The competition for the Brazil market is heating up

Dec 6, 2012 10:31 GMT  ·  By

Brazilians are getting a lot of love this holiday season from digital store companies, it seems. Both Amazon and Google are opening up shop there, making a lot of tablet users happy. Google is expanding its Play Store to cover movies and books for the first time in Brazil.

Meanwhile, Amazon, which has finally gotten a hold of Amazon.com.br, is opening up its Kindle Store there.

Amazon boasts that the store has some 1.4 million books priced in Brazilian Reals. Most of those are in English though, the same books it sells everywhere.

There are some 13,000 books in Portuguese to choose from, the most in any digital book store Amazon claims.

The Kindle is also selling for R$299, or some $143, €110. That's the updated fourth generation Kindle without touch input, so it's twice as expensive as in the US, no big surprise.

"We are excited to launch this new Kindle Store for Brazilian customers, offering the most popular best-selling books from many great Brazilian authors, all priced in Reais," Alexandre Szapiro, VP of Kindle, Amazon.com.br, wrote.

"We’re also bringing our latest generation Kindle - the best-selling e-reader in the world - to Brazilian customers," he added.

Meanwhile, Google is quietly expanding the Play store in the country and it's no coincidence that it's at the same time as Amazon. Both companies are positioning themselves to make the most out of the holiday shopping season.

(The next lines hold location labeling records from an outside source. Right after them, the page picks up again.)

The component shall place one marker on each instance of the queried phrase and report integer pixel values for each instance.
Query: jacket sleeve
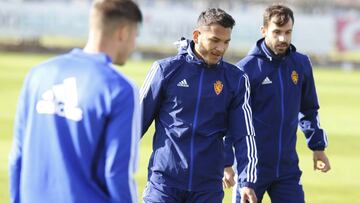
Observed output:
(15, 156)
(150, 94)
(241, 133)
(308, 117)
(121, 145)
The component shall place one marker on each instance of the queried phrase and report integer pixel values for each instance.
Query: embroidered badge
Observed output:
(218, 87)
(294, 77)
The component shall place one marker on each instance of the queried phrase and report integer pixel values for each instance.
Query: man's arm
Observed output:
(121, 145)
(309, 121)
(15, 156)
(242, 133)
(150, 96)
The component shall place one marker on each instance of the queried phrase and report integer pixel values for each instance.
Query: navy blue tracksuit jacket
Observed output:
(194, 106)
(283, 96)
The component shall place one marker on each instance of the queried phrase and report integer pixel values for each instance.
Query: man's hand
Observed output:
(228, 179)
(248, 194)
(321, 162)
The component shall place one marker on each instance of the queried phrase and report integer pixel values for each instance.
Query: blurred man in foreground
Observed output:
(78, 121)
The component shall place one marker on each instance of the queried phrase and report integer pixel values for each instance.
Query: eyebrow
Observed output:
(213, 37)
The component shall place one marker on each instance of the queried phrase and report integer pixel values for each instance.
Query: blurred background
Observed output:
(32, 31)
(328, 30)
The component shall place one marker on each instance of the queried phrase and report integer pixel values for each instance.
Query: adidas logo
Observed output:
(61, 100)
(183, 83)
(266, 81)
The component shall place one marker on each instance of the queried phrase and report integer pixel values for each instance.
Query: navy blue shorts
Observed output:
(164, 194)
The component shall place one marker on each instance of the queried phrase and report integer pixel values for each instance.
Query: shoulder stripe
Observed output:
(150, 76)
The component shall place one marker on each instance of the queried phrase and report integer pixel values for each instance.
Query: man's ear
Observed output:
(263, 31)
(196, 34)
(123, 32)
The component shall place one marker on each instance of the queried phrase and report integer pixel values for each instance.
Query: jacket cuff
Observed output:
(247, 184)
(317, 148)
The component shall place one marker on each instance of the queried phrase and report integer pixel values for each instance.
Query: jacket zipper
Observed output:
(281, 122)
(194, 128)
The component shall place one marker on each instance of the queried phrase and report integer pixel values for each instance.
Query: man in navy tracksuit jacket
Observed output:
(283, 95)
(78, 120)
(195, 98)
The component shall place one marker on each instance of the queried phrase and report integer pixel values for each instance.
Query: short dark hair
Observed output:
(215, 16)
(107, 12)
(281, 13)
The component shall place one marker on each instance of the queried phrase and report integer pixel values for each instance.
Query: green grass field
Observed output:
(338, 92)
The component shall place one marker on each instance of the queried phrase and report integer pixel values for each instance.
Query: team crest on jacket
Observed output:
(294, 77)
(218, 87)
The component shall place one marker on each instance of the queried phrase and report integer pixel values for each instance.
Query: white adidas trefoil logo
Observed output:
(61, 100)
(266, 81)
(183, 83)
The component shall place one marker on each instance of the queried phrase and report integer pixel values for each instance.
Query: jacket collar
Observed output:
(186, 47)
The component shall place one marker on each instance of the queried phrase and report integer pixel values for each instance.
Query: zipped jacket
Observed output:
(194, 105)
(283, 96)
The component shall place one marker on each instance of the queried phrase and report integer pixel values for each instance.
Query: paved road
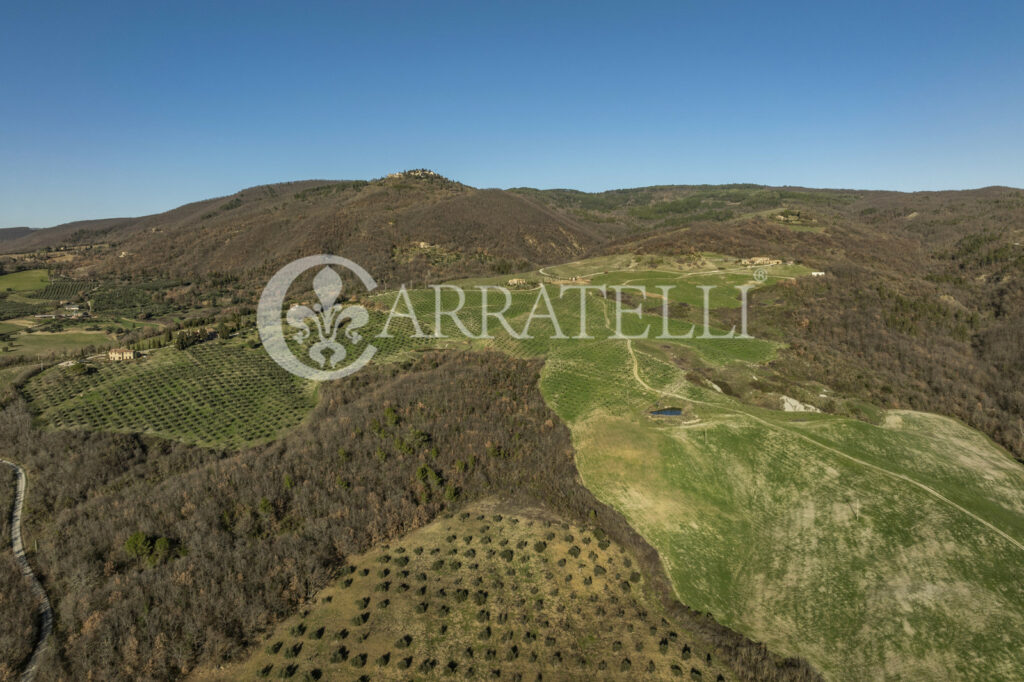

The Play Store now offers movie rentals alongside with books. The selection isn't that great, apparently, but it's a start. It shows that the Brazilian market is becoming increasingly interesting.

With 190 million people, more and more of them going online all the time, Brazil is one of the big developing internet markets and all the big web companies are keeping an eye on developments.